“with each new book of mine I have, as I say, always that feeling that this time I have picked a lemon in the garden of literature. A good thing really, I suppose. Keeps one up on one’s toes and makes one write every sentence ten times. Or in many cases twenty times…When in due course Charon ferries me across the Styx and everyone is telling everyone else what a rotten writer I was, I hope at least one voice will be heard piping up, ‘But he did take trouble.’” ~P.G.W. “From Over Seventy,” The Best of Wodehouse: An Anthology
Having just started a new writing project, the above quotation hit a note with me. After all, when you sit down to write (at least for me) there’s a little voice in the back of your head that says “THIS is IT.” Your best work.
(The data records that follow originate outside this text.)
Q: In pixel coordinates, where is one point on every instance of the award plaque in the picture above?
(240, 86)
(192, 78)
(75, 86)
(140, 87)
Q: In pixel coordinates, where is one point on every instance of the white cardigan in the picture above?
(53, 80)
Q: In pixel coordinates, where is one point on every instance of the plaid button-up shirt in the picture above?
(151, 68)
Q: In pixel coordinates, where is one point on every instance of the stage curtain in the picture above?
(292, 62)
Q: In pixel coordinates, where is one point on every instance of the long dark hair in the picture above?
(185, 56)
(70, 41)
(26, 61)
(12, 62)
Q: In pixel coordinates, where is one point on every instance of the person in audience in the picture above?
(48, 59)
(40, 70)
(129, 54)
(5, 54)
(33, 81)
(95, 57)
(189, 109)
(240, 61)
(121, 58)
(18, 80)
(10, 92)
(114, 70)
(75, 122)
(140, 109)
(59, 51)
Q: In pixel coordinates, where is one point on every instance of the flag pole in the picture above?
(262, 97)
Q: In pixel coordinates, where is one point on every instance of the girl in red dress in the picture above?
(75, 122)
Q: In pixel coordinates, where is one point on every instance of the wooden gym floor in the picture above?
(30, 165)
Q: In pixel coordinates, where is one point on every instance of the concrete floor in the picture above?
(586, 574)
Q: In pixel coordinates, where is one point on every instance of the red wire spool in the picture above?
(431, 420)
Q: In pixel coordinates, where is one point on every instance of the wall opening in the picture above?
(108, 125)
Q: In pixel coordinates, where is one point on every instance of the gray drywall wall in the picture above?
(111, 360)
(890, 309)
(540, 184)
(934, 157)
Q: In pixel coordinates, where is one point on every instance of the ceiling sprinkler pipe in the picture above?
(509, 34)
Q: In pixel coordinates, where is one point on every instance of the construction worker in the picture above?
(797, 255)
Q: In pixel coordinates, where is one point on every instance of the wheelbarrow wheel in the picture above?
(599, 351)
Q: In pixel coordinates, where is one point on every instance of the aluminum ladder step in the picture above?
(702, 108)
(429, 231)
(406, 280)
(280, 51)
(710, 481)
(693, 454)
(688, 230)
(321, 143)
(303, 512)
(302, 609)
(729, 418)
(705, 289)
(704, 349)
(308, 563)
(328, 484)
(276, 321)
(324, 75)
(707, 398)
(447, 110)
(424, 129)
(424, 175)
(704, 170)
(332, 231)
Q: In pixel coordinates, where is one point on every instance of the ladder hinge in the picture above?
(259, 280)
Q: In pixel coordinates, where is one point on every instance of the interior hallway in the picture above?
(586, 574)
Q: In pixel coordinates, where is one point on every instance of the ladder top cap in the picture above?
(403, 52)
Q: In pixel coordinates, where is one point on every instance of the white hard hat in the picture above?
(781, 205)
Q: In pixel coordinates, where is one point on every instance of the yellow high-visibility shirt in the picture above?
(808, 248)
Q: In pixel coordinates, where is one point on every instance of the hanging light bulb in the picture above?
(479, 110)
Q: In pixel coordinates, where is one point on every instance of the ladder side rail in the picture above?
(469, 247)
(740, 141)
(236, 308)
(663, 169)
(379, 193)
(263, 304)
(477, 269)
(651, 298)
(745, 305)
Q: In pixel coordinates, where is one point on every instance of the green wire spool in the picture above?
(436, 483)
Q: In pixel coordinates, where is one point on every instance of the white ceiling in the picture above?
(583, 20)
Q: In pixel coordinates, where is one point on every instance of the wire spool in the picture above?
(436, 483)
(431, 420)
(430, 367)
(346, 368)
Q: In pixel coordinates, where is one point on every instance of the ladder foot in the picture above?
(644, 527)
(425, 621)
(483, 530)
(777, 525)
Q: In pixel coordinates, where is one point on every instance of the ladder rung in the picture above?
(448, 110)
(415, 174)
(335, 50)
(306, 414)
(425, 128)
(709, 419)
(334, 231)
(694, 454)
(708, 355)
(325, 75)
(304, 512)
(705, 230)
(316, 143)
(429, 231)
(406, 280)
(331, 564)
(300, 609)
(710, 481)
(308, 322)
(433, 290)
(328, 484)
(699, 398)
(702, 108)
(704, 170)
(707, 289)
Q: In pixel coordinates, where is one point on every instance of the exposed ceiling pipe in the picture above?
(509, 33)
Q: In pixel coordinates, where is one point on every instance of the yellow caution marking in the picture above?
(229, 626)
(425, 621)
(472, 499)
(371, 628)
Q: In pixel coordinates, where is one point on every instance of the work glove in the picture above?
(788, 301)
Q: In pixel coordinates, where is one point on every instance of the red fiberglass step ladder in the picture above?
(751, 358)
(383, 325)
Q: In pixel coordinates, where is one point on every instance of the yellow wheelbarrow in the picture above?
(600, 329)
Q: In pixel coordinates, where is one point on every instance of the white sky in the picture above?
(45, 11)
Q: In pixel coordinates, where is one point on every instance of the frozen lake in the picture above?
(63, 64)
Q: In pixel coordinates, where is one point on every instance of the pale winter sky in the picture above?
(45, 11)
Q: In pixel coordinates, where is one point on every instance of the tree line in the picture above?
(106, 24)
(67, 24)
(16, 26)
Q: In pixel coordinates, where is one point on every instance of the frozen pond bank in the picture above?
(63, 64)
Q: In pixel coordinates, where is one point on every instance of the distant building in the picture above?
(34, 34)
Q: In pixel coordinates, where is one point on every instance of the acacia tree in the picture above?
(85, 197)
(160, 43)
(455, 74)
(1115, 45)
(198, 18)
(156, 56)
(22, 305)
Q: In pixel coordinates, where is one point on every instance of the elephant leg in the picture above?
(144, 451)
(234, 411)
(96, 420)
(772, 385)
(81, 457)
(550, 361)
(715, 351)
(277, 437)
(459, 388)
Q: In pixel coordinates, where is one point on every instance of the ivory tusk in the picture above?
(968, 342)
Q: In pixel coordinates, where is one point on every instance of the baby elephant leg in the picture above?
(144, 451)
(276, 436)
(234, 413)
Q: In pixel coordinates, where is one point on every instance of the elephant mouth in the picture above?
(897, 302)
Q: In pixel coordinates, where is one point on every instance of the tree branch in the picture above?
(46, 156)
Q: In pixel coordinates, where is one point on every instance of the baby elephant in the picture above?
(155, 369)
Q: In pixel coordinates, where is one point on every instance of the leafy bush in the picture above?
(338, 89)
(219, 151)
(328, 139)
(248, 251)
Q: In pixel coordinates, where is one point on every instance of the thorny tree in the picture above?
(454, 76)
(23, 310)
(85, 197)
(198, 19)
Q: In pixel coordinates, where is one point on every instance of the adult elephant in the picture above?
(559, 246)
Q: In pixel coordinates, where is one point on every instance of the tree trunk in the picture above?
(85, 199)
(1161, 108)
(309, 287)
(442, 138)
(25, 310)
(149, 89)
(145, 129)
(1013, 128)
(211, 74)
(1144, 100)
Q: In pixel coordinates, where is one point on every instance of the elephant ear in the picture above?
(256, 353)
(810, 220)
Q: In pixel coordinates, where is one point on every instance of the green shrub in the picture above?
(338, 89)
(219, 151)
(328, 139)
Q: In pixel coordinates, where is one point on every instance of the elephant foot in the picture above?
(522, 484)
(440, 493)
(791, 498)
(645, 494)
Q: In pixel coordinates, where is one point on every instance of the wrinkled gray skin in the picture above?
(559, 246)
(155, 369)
The best the world has ever seen. Starting is a hopeful time.
But there’s another little voice: “What if this is the lemon in the garden of literature?” What if I suck? What if I can’t do what I set out to do? What if I’m not the next Great American Novelist?
Truth?
You’ve just got to do the best that you can and then do it again. There’s work involved. No doubt. Write each sentence ten times? Twenty? Dudes–do you know how many sentences I’ve written in this blog post alone? Multiply the sentences by twenty? AUGH! Double AUGH!
(Yep, just those two expletives at the end of the previous paragraph could mean forty revisions…do I capitalize just the A: Augh? Or do I delete the whole thing and leave it at: Double AUGH! hoping that the reader inserts the original AUGH/Augh/augh themselves? Double h’s at the end to express extended frustration: AUGHH? Or does that sound too relieved, too much like ahhh?)
Well, the answer is to write your story. Work it to the best of your ability. Then write another story. Your Best will get Better. But you have to take the trouble. You might truly suck at first: “The handicap under which most beginning writers struggle is that they don’t know how to write. I was no exception to this rule. Worse bilge than mine may have been submitted to the editors of London in 1901 and 1902, but I should think it very unlikely.“~P.G.W. “From Over Seventy,” The Best of Wodehouse: An Anthology
But Wodehouse wrote endlessly. He wrote at least a book a year, plus musical lyrics, plus articles, plus poems, etc. So, he learned. He kept at it. Maybe the publishing world was different 100 years ago, but writing hasn’t changed at all. As Wodehouse says in Over Seventy: “But if only a writer keeps on writing, something generally breaks eventually.”
You’ve got to keep on writing. Take the trouble. Revise. Write some more. Revise some more. I’ll see you on the published side. (That’s six sentences = 120 revisions.)